A maioria das pessoas com lesão em chicote se recupera bem em semanas a poucos meses. A cronificação não é o destino esperado, e há muito o que fazer para favorecer a boa recuperação desde o início.

Sintomas: o que esperar nos primeiros dias
Um detalhe característico do chicoteamento cervical é o atraso: muita gente sai do acidente sem dor e só percebe os sintomas algumas horas depois, ou na manhã seguinte. Isso é esperado e não significa agravamento. A queixa central é a dor e a rigidez cervical, com dificuldade e dor para girar ou inclinar a cabeça, em geral acompanhadas de tensão na musculatura da nuca e do trapézio.
Ao lado da dor no pescoço, outros sintomas aparecem com frequência e costumam assustar mais do que deveriam. A cefaleia (dor de cabeça), em geral começando na nuca e subindo para a parte de trás da cabeça, é comum e reflete a origem cervical da dor. A tontura e a sensação de desequilíbrio, conhecidas como tontura de origem cervical, surgem pela alteração da informação que os receptores do pescoço enviam ao sistema de equilíbrio.
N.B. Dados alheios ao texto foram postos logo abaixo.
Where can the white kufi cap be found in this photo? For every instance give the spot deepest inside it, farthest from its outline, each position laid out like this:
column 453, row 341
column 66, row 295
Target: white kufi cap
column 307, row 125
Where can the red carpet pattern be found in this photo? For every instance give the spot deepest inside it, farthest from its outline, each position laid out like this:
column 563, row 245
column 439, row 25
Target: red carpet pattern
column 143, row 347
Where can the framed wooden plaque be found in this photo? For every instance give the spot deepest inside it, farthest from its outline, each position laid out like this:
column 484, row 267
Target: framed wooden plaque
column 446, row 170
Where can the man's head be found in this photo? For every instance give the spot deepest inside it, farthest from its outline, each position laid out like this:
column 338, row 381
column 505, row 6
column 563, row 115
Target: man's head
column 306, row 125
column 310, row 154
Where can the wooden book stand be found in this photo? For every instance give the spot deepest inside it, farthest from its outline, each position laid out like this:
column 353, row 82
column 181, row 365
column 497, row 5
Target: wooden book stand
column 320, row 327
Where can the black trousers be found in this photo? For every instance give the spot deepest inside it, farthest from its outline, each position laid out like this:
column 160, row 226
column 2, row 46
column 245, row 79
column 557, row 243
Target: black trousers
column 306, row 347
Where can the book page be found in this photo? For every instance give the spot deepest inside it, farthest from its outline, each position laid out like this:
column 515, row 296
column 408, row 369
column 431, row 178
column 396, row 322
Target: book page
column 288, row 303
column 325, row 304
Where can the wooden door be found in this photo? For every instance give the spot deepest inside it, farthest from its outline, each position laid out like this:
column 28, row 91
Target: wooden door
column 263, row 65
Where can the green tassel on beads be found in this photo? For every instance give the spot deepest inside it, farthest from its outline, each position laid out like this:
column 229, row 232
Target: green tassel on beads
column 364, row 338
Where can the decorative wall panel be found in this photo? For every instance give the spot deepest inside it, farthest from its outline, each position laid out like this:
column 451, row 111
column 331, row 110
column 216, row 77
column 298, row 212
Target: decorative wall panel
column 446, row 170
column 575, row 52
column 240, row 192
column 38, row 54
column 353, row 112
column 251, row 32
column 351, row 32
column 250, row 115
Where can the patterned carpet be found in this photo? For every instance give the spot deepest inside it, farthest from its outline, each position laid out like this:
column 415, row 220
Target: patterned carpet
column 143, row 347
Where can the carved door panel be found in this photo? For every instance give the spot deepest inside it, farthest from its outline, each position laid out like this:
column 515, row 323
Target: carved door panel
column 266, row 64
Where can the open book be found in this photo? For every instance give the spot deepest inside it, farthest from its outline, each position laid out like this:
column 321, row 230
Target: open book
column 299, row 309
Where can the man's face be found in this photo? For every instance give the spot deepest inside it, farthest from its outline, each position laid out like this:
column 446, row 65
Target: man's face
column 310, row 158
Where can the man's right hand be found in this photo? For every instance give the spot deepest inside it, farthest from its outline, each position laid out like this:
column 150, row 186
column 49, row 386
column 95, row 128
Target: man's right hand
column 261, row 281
Pode haver ainda parestesia (formigamento ou dormência) em ombros e braços, dor que irradia para a escápula, dificuldade de concentração, irritabilidade e distúrbio do sono nas primeiras semanas.
A maior parte desses sintomas é benigna e tende a ceder à medida que a inflamação local diminui e o pescoço volta a se mover. O ponto de atenção é distinguir o desconforto esperado da distensão de sinais que indicam algo mais sério, tema da próxima seção. Como referência prática, vale conhecer os sintomas mais frequentes e a ordem em que costumam aparecer.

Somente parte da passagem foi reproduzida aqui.